The rules for determining whether two objects are equal are very simple. Objects in a set are first split into buckets using their hash, or some bits of the their hash for small sets. When a new object is inserted, the set first finds the correct bucket for its hash. It then tests it with every object in that bucket using -isEqual:. If none of them match it, then the new object is inserted.

For a NSSet, this is only done when the set is initialized from an array or a list of objects as arguments. NSMutableSet allows objects to be added to an existing set and will perform this check every time. As you might imagine, this is very slow (O(n)) if all of the objects have the same hash value.

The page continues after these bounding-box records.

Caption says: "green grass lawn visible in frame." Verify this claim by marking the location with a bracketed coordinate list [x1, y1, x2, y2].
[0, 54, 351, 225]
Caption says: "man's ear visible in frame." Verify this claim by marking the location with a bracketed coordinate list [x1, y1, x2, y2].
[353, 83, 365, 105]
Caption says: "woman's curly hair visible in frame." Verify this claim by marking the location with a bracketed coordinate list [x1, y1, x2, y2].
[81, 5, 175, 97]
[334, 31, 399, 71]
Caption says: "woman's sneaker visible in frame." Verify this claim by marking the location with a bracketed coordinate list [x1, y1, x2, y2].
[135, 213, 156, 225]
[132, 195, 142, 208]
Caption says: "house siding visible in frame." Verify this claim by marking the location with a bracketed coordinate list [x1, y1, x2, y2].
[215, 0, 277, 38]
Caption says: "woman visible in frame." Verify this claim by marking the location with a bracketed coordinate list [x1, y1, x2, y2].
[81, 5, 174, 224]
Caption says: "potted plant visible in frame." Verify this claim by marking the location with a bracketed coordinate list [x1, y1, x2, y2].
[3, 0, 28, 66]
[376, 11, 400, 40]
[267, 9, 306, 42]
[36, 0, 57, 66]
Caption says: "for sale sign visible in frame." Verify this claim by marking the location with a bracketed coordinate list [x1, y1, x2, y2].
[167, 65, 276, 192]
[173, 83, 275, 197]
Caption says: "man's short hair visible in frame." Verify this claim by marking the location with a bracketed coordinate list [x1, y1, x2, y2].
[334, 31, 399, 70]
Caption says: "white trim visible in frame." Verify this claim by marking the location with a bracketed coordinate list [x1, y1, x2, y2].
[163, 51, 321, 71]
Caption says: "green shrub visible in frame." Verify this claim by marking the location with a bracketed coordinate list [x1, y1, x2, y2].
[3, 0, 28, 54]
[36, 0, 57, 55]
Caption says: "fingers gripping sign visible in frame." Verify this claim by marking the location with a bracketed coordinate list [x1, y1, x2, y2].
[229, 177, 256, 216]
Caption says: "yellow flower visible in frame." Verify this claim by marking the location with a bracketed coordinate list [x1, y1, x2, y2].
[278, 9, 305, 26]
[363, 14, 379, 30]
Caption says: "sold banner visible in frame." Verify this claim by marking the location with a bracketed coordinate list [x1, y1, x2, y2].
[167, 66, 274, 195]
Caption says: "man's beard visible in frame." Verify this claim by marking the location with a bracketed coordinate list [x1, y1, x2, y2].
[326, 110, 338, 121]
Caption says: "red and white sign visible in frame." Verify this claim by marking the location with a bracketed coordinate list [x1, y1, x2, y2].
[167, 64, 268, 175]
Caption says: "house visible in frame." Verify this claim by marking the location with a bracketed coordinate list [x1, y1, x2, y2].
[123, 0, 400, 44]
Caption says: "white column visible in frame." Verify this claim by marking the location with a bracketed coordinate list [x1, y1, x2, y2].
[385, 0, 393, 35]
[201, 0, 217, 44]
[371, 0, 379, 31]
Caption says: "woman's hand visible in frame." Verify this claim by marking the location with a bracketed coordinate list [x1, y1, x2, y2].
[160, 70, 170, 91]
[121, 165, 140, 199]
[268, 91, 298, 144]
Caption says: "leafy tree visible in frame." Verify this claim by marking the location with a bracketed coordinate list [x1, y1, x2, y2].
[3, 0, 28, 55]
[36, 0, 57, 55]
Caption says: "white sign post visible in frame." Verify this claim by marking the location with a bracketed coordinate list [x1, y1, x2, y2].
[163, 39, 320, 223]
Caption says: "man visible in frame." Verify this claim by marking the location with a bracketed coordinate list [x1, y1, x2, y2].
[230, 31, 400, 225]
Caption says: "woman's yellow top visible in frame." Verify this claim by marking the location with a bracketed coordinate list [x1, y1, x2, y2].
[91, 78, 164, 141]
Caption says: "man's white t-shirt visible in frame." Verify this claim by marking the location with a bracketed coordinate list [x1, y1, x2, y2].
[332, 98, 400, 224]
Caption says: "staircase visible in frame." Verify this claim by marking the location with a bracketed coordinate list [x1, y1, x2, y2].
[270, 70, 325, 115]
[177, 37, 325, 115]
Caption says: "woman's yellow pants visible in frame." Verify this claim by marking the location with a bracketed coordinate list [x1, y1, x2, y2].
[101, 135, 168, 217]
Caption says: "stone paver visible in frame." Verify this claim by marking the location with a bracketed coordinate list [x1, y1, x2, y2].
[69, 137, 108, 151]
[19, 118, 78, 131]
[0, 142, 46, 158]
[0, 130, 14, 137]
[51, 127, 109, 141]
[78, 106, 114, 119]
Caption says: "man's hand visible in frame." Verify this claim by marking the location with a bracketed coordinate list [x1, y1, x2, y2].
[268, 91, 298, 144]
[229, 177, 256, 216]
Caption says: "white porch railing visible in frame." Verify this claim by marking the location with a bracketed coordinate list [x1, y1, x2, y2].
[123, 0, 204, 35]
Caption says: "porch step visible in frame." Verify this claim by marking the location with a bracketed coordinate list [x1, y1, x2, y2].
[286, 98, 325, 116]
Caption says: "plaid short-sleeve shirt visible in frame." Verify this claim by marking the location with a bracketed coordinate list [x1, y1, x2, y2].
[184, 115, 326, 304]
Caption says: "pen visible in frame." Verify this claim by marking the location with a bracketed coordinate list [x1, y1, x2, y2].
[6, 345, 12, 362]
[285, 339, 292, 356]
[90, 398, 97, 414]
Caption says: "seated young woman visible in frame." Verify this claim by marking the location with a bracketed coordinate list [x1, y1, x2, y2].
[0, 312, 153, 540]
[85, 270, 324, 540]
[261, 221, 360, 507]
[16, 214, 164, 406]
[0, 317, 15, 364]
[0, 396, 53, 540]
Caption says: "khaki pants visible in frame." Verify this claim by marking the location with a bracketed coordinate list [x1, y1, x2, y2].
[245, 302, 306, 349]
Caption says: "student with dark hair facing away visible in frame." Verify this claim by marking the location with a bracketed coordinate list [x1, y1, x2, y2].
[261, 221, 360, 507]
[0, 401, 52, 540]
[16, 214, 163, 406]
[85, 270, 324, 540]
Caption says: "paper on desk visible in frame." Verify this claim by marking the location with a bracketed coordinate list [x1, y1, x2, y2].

In addition to basic sets, OpenStep provided NSCountedSet. This is a subclass of NSMutableSet and so is also mutable. Unlike normal sets, counted sets (also known as bags) allow objects to exist more than once in the collection. Like sets, they are unordered. Another way of thinking of them is unordered arrays, although an array allows distinct-but-equal objects to exist in the same collection, while a counted set just keeps a count of objects.

With 10.3, NSIndexSet was also added. This is a set of integers that can be used as indexes in an array or some other integer-indexed data structure. Internally, NSIndexSet stores a set of non-overlapping ranges, so if you are storing sets containing contiguous ranges, then it can be very efficient.

NSIndexSet is not very useful by itself. It is made useful by NSArray methods such as -objectsAtIndexes:, which returns an array containing just the specified elements. Since the indexes are all within a certain range, operations on an NSArray using an index set only require bounds checking once, rather than for every lookup, which can make things faster.